粗大ごみで引き取ってくれませんかね

1. 地獄の始まり

 夏休み。


 それは学生にとって最長の自由期間でありフィーバータイムだ。


 毎日のように友達と遊ぶも良し。

 旅行に行くも良し。

 引きこもってゲーム漬けも良し。

 夏のイベントを堪能するも良し。

 恋愛にのめりこんでも良し。

 一切遊ばず勉強に打ち込んでも良し。


 ごく稀に学校に行く方が良いと言う人も居るが、基本的には青春を謳歌する絶好のタイミングだろう。


 だが俺にとっては苦難の日々の始まりでもある。


 青春、恋愛、閉じられた世界(寮)。


 寮生たちが攻勢を強めるのは明らかなのだから。


 だから俺は一計を案じた。


「レオっちは夏休みの予定あるの?」

「寮の管理を代理の人にお願いして実家に帰るつもりです」

「「「!?」」」


 ふはははは、逃げれば良いのだよ。


「そんなのダメですぅ! 春日さんが居なくなったら生きていけないですぅ」

「生きて下さい。怠惰な生活を見直す良い機会ですよ」

「過去は振り返らない主義なんですぅ」

「過去に拘らないのなら私のこれまでのお世話を忘れて未来に進めますよね」

「ぐうっ」


 リアルでぐうの音が出てちょっとおもろい。


「玲央の突っ込みが無い夏休みなんて地獄よ」

「突っ込みたくて突っ込んでいるわけでは無いのですが」

「こうなったら既成事実を作るしか」

「だから脱ぐなって!」

「そう、それよ!」


 まったくこいつは……

 夏だから下着が透けて見えるほどの薄着なんだよな。

 もし夏休みの間にずっと一緒だったらそれがより悪化してクソ姉貴と同じで下着でうろちょろするようになりそうで怖いわ。

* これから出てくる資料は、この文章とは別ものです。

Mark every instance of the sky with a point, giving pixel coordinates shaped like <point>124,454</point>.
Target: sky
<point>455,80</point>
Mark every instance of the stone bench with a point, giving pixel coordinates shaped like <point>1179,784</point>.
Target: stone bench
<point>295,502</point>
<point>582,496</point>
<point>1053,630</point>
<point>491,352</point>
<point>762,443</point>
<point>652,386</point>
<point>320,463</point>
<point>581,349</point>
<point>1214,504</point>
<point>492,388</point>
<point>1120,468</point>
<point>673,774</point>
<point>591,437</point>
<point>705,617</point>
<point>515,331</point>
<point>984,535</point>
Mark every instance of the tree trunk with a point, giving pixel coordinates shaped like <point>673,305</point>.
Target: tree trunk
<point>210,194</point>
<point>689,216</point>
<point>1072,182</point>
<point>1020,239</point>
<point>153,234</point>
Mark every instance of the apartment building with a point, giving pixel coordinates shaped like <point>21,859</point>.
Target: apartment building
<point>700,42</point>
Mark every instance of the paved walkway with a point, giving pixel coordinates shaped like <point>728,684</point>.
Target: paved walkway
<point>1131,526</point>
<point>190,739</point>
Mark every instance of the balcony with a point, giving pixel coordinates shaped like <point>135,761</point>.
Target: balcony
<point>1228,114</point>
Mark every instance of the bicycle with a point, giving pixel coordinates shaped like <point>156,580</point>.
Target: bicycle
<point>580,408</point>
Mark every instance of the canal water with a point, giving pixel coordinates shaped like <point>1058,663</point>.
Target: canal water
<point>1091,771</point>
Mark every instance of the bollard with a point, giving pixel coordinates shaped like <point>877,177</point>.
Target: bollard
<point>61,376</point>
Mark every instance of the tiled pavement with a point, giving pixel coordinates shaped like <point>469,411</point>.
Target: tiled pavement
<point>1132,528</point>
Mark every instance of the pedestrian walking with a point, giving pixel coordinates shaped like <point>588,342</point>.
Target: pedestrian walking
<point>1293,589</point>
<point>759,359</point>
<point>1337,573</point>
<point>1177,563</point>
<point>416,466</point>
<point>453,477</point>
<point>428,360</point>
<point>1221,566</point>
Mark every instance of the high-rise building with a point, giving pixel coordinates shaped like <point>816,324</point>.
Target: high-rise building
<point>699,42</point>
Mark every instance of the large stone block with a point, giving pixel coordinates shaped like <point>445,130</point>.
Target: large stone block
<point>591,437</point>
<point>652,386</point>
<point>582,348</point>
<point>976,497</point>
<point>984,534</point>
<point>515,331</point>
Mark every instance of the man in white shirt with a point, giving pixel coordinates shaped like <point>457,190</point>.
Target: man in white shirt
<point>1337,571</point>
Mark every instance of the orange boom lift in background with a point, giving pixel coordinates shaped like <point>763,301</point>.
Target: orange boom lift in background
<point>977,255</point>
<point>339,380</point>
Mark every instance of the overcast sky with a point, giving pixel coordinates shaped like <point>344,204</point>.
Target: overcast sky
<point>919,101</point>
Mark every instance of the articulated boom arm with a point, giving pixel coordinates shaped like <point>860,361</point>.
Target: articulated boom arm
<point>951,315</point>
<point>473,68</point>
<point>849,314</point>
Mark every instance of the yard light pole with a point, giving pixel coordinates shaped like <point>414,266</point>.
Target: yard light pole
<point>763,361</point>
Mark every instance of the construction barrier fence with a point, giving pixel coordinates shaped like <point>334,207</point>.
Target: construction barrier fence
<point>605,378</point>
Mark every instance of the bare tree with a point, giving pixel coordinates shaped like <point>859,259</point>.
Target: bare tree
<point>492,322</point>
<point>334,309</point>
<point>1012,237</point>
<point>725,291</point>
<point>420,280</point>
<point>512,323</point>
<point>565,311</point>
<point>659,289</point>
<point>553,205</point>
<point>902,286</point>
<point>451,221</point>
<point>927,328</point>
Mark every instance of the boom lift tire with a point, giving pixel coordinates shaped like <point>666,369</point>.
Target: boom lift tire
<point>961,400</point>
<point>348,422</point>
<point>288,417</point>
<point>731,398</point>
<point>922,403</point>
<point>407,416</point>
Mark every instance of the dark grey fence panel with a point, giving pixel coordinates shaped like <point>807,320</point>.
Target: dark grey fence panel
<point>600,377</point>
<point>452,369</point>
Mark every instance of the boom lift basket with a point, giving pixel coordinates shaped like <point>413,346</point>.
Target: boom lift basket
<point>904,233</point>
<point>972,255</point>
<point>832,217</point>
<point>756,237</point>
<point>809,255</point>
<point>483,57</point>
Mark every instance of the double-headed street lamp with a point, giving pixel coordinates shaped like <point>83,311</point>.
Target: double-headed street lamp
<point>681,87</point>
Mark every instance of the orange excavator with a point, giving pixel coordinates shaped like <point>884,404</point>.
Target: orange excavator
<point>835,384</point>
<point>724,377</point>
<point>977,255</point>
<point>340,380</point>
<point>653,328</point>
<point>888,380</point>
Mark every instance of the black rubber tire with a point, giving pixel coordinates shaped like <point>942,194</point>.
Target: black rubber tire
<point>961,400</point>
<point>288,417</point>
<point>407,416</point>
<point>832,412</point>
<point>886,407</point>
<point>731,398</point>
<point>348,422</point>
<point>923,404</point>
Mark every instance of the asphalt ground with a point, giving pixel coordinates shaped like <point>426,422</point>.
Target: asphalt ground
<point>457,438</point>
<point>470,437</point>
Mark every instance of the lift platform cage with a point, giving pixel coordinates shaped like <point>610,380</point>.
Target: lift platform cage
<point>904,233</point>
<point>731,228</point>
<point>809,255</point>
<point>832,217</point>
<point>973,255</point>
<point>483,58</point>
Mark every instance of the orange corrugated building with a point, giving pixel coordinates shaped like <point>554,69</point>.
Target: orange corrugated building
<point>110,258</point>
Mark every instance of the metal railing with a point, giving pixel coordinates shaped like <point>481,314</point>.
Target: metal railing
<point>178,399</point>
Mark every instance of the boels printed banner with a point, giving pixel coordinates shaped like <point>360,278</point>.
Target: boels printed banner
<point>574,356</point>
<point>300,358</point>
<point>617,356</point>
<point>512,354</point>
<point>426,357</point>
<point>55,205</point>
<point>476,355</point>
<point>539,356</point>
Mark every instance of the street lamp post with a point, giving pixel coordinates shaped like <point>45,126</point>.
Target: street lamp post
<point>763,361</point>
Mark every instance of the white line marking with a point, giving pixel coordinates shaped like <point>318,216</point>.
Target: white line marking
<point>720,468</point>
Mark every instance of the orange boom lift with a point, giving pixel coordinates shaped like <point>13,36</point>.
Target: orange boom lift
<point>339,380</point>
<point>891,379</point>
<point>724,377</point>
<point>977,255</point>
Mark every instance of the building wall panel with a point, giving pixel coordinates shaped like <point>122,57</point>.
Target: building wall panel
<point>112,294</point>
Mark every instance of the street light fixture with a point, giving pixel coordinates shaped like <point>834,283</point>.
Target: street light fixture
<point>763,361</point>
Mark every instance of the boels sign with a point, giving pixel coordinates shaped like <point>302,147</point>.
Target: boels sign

 まだ羞恥心が残っている分マシだが、それが無くなったら人間として終わりだぞ。


「レオっち帰っちゃうんだ」

「ええ、禅優寺さんもお帰りになってはいかがでしょうか」

「そだね。でもうさぴょんとえみりんが二人きりになって寂しくなっちゃうからそんな薄情な事は出来ないかな~」

「……そうですね。代理の管理人さんに仲良くするようにお願いしておきますね」

「ちぇっ」


 おお怖い怖い。

 暗にお前は薄情だという意味を含ませて良心に訴えかけて来たか。

 栗林や氷見のような強引な手段も嫌だが、俺の弱点を的確に狙って攻撃して来る禅優寺もかなり怖いわ。


「お三方から何を言われようとも、すでに両親に話をして臨時の人も見つかりそうとのことなので近日中にはお暇を頂きます」

「「「え~」」」


 ブーイングが心地良いぜ。


 おや、丁度このタイミングでお母さんからメッセージが来たな。

 多分帰省の話だろう。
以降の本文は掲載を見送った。